Cuando
era niño, tuve un compañero cuyo papá era alcohólico rehabilitado. En las fiestas de cumpleaños su mamá probaba
el pastel, y si sentía el más mínimo trazo de licor, le decía a su
esposo, “tú no puedes comer pastel”.
Si
yo le dijera a mi familia y amigos que soy alcohólico, de perdida
los alarmaría. Tratarían de ayudarme, algunos quizá, hasta
evitarían ingerir bebidas alcohólicas frente a mí, y estoy seguro
que ninguno de ellos se atrevería a decirme, por ejemplo, que tomara
vino a la hora de la comida, porque el vino es muy bueno para la
salud.
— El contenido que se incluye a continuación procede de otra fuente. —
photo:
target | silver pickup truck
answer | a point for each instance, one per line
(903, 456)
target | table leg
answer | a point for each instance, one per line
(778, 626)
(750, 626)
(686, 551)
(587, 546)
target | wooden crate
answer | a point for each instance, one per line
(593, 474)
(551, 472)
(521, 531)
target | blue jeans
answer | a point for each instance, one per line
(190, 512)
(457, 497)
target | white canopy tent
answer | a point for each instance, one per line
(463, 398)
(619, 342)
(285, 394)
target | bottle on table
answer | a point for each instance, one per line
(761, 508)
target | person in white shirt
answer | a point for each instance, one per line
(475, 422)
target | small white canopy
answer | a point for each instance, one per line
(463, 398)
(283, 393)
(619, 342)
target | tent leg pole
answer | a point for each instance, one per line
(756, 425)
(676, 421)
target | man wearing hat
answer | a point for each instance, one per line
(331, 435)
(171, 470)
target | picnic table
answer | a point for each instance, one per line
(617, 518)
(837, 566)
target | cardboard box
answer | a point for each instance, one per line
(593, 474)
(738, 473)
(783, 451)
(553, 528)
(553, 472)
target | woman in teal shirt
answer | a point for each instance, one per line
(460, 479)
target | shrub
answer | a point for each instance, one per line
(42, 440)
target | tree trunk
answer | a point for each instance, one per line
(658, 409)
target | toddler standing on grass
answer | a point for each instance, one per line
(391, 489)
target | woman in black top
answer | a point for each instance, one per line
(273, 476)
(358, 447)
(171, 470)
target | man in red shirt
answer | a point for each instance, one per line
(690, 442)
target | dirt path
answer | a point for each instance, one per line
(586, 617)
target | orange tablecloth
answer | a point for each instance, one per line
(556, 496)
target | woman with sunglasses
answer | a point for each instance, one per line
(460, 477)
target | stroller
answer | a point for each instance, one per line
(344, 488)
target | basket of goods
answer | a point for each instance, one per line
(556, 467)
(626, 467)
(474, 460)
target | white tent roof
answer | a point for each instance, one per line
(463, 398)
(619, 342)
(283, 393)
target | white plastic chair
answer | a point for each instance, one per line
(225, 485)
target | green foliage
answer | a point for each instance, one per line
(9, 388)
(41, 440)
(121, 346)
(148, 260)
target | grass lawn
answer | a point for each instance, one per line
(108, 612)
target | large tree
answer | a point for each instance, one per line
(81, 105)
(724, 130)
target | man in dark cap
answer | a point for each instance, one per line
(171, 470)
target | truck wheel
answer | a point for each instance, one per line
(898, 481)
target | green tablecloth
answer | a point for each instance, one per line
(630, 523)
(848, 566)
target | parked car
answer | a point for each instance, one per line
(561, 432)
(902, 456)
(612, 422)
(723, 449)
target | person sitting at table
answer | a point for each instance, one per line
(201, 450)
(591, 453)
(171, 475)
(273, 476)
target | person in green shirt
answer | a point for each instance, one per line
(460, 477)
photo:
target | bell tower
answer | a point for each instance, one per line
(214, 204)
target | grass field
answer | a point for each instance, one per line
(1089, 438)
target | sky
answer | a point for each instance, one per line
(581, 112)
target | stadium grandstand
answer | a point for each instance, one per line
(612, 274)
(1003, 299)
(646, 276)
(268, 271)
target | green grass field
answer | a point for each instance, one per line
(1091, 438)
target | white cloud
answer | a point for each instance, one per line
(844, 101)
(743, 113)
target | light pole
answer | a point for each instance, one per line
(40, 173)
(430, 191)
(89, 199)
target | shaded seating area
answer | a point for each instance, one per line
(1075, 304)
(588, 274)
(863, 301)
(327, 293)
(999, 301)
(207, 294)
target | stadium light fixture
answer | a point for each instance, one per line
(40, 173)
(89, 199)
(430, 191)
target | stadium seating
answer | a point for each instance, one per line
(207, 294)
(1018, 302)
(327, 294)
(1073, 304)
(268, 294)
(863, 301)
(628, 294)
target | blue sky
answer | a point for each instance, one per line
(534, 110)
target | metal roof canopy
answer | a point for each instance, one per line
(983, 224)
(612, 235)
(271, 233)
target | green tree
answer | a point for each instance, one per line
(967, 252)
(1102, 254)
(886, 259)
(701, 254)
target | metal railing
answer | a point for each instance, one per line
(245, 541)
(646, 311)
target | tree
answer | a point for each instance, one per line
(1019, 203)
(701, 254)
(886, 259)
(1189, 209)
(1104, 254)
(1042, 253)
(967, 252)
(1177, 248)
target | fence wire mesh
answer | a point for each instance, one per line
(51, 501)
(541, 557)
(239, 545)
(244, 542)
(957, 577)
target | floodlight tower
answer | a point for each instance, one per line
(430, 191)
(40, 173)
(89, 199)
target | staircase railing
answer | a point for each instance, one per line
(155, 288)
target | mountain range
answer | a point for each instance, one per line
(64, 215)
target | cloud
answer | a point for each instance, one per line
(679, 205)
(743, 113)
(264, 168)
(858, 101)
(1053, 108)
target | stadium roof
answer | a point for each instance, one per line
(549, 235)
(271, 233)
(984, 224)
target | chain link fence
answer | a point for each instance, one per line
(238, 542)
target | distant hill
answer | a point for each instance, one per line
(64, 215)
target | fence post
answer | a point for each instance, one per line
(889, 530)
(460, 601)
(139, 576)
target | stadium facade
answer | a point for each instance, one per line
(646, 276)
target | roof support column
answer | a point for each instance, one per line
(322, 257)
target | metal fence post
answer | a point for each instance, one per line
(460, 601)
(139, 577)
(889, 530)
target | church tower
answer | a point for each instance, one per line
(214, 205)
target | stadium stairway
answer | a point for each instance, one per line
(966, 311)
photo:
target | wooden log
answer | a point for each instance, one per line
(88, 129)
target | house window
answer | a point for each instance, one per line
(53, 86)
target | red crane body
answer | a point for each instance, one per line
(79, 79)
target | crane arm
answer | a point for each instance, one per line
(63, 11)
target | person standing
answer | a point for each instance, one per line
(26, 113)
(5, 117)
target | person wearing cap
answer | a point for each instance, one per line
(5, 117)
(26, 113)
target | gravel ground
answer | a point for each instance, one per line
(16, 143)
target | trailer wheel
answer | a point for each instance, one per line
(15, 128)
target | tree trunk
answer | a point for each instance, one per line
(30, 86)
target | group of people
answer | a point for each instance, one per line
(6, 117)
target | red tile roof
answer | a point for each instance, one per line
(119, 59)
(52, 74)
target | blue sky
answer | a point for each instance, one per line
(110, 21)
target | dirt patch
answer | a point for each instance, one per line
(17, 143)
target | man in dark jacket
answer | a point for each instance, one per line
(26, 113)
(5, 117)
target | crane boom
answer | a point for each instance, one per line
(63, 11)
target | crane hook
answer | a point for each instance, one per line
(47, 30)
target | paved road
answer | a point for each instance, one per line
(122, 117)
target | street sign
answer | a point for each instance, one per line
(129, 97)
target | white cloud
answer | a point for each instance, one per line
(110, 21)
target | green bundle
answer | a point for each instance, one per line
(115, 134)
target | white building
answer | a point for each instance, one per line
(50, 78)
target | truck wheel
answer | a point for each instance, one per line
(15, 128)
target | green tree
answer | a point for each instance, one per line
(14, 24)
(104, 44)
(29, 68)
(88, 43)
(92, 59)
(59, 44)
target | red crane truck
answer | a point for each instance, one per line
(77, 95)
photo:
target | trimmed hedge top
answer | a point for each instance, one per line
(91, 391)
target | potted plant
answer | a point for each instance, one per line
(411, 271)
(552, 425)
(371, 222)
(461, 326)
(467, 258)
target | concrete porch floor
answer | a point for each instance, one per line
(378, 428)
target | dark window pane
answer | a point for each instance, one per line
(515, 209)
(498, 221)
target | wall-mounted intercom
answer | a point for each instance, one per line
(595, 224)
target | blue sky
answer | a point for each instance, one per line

Lo es, pero no para un alcohólico.
No
soy alcohólico, soy adicto al azúcar. Cuando hago esta confesión a
mi familia y amigos obtengo toda clase de respuestas; desde “qué
mala onda, con lo ricos que son los dulces”, como si se tratara de
intolerancia a la lactosa y la consecuente privación de las delicias
que nos ofrecen los lácteos; hasta risa, a veces de incredulidad, y
a veces de verdadera diversión, como si les hubiera contado un
chiste.
Y
un buen día, o mal día, como muchos otros, noto los estragos que mi
manera de comer azúcar está provocando en mi salud, y decido, como
muchas otras veces, dejar el azúcar.
Me
levanto y desayuno una sincronizada, nada de pan dulce, pastelitos,
etc. Y comienzo mi día.
Confieso
mi adicción, como muchas otras veces, cosa que debe hacer todo
adicto como parte de su rehabilitación, y como muchas otras veces
anuncio mis intenciones de dejar el azúcar. Recibo todo tipo de
respuestas: muy bien; tú puedes; yo lo hice y me ha ido muy bien; yo
me uno a ti, desde hoy, cero azúcar; yo lo intenté, y no pude; pues
mucha suerte; ¿otra vez?; ni le hagas al Kali-mán; lo que te hace
daño son otras cosas, no el azúcar; dejar el azúcar te va a hacer
daño... etcétera. Y yo, con mi batalla mental, reprimiendo el
impulso imperioso de ir a comprarme alguna golosina; sin poder pensar
en otra cosa que en chocorroles, galletas, pan dulce, bueno, aunque
fuera una méndiga paleta de caramelo, y esforzándome por reprimir
todo aquello. No podía ni trabajar. Al medio día ya me sudaban las manos, luego dolor de cabeza, a media tarde hasta
temblores y escalofríos me daban de repente.
En
la noche, ya en mi casa, como me porté muy bien, me ofrecen un poco de
“deliciosa nieve de cereza, artesanal, casi ni tiene azúcar”, y
yo, con mi fuerza de voluntad totalmente vapuleada, devoro la nieve
con avidez, y hasta repito porción.
Al
día siguiente, estoy desayunando café y pan dulce.